Description
es.index.auto.create
should govern whether elasticsearch-hadoop automatically creates indices or not. At least for Hadoop MapReduce, a check for whether the index exists is done in org.elasticsearch.hadoop.mr.EsOutputFormat#init
which is called when a job is submitted. However, after that check, auto-creation is then no longer checked.

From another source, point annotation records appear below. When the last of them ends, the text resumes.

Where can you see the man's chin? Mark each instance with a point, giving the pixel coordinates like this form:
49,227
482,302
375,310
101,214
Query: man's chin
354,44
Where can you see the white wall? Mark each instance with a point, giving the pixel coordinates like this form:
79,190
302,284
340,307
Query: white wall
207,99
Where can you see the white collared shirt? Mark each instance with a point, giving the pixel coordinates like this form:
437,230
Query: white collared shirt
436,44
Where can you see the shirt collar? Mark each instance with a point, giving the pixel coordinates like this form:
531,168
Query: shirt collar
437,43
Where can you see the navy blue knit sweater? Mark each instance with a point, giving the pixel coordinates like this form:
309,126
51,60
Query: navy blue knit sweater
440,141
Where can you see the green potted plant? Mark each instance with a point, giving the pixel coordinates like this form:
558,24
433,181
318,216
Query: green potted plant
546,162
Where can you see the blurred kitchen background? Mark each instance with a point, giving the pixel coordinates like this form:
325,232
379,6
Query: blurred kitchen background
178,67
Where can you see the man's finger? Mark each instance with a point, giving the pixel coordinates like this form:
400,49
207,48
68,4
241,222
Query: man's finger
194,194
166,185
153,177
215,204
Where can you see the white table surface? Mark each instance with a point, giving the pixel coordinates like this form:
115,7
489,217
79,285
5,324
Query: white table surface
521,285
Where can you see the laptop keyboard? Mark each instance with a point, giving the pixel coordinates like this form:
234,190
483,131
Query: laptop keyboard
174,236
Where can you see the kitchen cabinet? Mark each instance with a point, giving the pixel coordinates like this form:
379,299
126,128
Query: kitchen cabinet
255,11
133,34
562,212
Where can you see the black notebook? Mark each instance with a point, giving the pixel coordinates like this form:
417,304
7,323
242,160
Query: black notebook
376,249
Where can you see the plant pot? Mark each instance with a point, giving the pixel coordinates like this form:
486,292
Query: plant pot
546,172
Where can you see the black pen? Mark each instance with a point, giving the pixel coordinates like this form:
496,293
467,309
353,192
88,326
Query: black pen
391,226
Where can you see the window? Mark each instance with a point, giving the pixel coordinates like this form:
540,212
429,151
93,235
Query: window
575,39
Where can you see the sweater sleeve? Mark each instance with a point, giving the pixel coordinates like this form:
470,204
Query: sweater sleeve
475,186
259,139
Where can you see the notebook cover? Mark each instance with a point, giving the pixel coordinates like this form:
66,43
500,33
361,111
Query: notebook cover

This causes an issue that if an index is deleted while it is being written to, the index can be recreated in org.elasticsearch.hadoop.mr.EsOutputFormat.EsRecordWriter#init
. This happens in the first write to the EsRecordWriter
.
If for instance action.auto_create_index
is disabled for an Elasticsearch cluster when an index is deleted, writes to it will fail. However, if e.g. a MapReduce task is retried because of this, the check in EsOutputFormat#init
is not done, so the index is (re-)created in EsRecordWriter#init
. In case of a bare index (e.g., not managed by index templates) the index is created without a mapping which can cause all sorts of trouble.
A partial stacktrace is included for reference below:
"REDACTED" prio=5 tid=0x215 nid=NA runnable
java.lang.Thread.State: RUNNABLE
at org.elasticsearch.hadoop.rest.RestClient.touch(RestClient.java:556)
at org.elasticsearch.hadoop.rest.RestRepository.touch(RestRepository.java:373)
at org.elasticsearch.hadoop.rest.RestService.initSingleIndex(RestService.java:658)
at org.elasticsearch.hadoop.rest.RestService.createWriter(RestService.java:634)
at org.elasticsearch.hadoop.mr.EsOutputFormat$EsRecordWriter.init(EsOutputFormat.java:175)
at org.elasticsearch.hadoop.mr.EsOutputFormat$EsRecordWriter.write(EsOutputFormat.java:150)
...
A possible solution could be to check es.index.auto.create
somewhere around / in org.elasticsearch.hadoop.rest.RestRepository#touch
.
I'd be happy to do the coding and provide a PR. But I'd like to get some feedback first.